Related TeachingBooks.net resources »»»

Listen to Laurie Halse Anderson introduce and read from her novel Chains

Our students live in the here and now; anything before the invention of the iPod is ancient history to them. Recently I read a New York Times article reporting on a study about dreams. It found that people over the age of 55 dream in black in white about a quarter of the time, while people 25 and younger almost never do. That’s because the young’uns have never really watched black-and-white TV or old movies! Vietnam is the Stone Age to them. How then do we bring history alive in their color-saturated lives? Try these new children’s books, brilliant read-aloud selections all, to immerse listeners in the drama and dangers of history, especially the Revolutionary War tableau of 1776.
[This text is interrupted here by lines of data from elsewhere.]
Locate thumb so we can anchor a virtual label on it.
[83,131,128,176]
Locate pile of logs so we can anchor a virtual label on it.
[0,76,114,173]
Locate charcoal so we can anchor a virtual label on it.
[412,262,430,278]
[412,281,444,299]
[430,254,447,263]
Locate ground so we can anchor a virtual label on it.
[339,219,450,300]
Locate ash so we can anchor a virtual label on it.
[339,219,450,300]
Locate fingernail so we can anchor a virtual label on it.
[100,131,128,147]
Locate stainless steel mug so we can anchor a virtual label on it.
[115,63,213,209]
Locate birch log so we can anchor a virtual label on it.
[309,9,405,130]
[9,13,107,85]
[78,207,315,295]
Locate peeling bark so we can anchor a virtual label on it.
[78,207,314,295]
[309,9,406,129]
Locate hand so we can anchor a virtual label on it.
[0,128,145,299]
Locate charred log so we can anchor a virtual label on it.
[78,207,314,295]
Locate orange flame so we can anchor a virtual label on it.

Alternately engrossing, thrilling, and heartrending, Laurie Halse Anderson's Chains (S & S, 2008; Gr. 5 Up) was one of the five nominees for the prestigious National Book Award in 2008 in the Young People’s Literature category. As 13-year-old orphan Isabel Gardener tells it, she and her 5-year-old sister Ruth were to have been freed after their owner, Miss Mary Finch, died in May 1776. It was in her will. But Miss Mary’s only living relative refuses to acknowledge Isabel’s claim, and sells the two girls to Mr. Lockton, a Loyalist from New York City, and his quick-tempered wife. Isabel’s astute and compelling narrative immerses readers in the day-to-day chores and personal indignities she endures as a lowly house servant, intertwined with the politics of New York City under siege, occupied first by the Continental army, and then by the British.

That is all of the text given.